I think that unnecessarily disadvantages people with poorer
than average (including zero) eyesight.

For people lacking good eyesight the equivalent of fontification could simply be some text-to-speech system which read "-2" as "negative 2" and "x - y" as "x minus y".


Yes, a typeclass for exp would be ideal

Well, so long as you call it “exponent” or “expt”.

I'd completely forgotten about the normal (exp) function. I should have written (power) or (pow), though as Cale pointed out a typeclass may not be a suitable solution due to the lack of a functional dependency to help the compiler choose the correct overloading. - in that case I'd go back to advocating (powNat) (powInt) etc.


(and a newtype for Natural).

Here's a design principle for you: if an error can be
detected at compile time, it should be. If we have literals
for naturals and not negative integers, “negate 100” causes
no problem, it just means “negate (fromNatural 100)”. If we
have literals for integers and try to restrict them to get
naturals, “-100:: Natural” becomes shorthand for
“integralToNatural (-100)”, and would (in the absence of
somewhat arbitrary special-casing in the compiler) give a
runtime error.

Ok I'm slowly coming round to the view that having negative literals is not ideal.

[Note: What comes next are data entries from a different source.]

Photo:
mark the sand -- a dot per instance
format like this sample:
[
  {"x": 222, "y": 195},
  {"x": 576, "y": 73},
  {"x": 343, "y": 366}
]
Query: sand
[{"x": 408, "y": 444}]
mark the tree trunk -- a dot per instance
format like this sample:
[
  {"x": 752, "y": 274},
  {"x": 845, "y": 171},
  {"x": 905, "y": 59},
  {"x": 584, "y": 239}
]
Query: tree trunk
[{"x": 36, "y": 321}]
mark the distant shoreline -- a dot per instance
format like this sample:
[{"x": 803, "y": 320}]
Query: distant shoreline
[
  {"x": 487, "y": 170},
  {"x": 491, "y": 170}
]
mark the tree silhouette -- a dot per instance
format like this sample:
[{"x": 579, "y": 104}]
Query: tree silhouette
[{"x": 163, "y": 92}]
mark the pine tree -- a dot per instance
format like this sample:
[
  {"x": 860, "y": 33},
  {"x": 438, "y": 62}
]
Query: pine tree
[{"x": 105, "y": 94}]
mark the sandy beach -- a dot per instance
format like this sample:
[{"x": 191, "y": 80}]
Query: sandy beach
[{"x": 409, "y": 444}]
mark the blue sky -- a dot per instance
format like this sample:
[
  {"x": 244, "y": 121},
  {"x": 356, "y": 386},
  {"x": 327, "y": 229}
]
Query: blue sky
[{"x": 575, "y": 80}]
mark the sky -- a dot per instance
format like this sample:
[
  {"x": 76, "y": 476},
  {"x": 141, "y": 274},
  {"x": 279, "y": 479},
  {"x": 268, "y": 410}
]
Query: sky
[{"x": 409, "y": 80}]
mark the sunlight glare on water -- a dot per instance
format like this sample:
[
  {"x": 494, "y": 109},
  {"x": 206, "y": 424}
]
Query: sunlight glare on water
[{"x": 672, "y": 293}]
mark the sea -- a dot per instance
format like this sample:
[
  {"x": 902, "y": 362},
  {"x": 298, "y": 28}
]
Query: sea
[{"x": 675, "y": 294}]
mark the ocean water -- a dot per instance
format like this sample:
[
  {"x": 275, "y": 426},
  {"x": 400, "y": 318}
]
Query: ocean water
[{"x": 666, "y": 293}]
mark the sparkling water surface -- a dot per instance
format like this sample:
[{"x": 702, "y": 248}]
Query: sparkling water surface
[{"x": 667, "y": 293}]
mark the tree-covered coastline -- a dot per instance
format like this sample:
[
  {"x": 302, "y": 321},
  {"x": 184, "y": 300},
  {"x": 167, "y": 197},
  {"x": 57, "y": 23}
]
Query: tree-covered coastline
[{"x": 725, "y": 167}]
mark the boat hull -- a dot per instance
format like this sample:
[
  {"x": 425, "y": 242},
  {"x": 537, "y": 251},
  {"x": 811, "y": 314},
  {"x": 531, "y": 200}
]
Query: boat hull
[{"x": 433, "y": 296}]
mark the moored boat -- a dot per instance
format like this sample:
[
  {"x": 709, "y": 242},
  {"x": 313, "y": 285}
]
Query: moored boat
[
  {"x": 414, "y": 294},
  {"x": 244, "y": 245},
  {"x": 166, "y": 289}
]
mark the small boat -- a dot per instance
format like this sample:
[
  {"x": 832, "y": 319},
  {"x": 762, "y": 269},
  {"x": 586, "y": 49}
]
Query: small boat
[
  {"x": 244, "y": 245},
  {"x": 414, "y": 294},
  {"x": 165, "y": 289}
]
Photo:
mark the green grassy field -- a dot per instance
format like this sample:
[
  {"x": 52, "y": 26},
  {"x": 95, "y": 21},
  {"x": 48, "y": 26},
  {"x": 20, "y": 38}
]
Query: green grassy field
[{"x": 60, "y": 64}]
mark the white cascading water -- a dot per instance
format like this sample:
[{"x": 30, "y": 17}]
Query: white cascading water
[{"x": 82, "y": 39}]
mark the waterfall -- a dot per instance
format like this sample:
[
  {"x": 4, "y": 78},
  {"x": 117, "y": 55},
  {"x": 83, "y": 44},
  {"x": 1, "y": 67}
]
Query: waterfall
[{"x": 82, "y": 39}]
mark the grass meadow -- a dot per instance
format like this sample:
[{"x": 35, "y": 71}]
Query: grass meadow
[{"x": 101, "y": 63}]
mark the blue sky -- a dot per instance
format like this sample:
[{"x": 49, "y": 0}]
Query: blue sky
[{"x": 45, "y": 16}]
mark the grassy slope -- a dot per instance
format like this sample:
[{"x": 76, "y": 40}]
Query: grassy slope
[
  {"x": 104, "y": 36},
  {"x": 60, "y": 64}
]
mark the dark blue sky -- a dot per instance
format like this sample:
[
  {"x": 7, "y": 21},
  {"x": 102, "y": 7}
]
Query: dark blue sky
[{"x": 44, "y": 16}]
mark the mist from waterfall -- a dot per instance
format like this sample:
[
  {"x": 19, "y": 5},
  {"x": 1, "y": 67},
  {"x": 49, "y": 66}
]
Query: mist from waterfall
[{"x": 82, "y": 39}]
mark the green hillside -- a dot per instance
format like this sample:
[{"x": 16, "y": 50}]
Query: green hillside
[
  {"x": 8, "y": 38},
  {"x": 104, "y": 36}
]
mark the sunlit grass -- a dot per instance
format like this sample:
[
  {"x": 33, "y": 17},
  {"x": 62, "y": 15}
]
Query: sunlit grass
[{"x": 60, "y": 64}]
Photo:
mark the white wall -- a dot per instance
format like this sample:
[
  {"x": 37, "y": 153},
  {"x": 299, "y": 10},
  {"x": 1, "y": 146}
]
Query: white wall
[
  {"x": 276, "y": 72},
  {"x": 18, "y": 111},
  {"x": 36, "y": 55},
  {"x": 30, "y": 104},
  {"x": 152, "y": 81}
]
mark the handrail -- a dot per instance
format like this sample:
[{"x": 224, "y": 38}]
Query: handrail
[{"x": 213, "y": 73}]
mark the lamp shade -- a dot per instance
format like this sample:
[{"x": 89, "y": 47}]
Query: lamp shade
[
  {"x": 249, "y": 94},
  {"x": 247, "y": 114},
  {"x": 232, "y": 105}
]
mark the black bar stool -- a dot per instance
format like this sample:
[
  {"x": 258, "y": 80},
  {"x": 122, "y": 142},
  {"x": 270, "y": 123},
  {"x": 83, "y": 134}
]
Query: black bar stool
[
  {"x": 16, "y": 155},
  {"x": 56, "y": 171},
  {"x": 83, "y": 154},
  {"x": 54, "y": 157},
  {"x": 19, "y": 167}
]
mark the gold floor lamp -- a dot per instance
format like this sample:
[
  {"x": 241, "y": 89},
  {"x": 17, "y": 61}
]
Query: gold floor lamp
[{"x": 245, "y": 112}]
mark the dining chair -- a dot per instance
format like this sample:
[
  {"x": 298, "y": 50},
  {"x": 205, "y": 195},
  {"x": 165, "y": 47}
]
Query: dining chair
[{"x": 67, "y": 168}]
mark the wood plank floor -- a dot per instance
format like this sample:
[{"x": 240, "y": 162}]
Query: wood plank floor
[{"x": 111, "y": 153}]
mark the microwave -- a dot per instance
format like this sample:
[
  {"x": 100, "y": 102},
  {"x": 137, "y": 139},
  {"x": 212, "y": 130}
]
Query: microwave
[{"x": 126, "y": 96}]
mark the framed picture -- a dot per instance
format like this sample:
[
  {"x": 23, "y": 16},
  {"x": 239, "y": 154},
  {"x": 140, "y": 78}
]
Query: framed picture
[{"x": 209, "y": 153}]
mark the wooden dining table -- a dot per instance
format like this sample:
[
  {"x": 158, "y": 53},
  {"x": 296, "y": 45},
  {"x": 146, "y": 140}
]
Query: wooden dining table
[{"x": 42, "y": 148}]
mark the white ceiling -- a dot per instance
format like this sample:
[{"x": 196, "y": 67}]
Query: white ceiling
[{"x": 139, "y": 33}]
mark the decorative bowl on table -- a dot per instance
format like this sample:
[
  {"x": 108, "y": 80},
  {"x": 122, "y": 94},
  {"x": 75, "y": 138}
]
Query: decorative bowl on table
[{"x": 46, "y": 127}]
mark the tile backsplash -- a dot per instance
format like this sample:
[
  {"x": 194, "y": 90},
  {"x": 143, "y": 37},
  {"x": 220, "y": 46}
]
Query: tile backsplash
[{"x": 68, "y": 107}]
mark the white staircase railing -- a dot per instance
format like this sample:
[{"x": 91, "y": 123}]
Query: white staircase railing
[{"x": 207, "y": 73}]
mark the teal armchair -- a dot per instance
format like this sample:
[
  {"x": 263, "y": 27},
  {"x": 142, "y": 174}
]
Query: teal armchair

I also agree with Tamas's suggestion that an empirical
analysis of Haskell source code could be useful to determine
the practical implications of unary minus,

It has merit and I would laud anyone who got round to doing
it, but there's a danger of measuring the wrong thing. What
we want to know is not what is more frequent, but what
causes the greater number of misreadings and which pieces of
code had the most syntax errors before they were completed,
and that's harder to measure. Though if unary minus turned
out to be very rare, we could just drop it. Using “(0-)”
wouldn't be much of a hardship in that case.

Anyway no doubt I've posted enough emails about unary minus
and negative literals so I'll be quiet now ;-)

:-) ... ?

I think the main problem with unary negation is that it's the only place in Haskell where the same symbol is being used to represent two different (ie not overloads of each other) functions.

I can see why people were tempted to do this, because there is such an intimate relationship between unary minus and binary subtraction. However I feel it is a slippery slope: convenience has been put before uniformity leading to confusion.

While such things might be justified in a domain specific language like mathematica or matlab, for a general purpose language like Haskell it seems less reasonable to make an exception just for one arithmetic function.

Regards, Brian.
--
Logic empowers us and Love gives us purpose.
Yet still phantoms restless for eras long past,
congealed in the present in unthought forms,
strive mightily unseen to destroy us.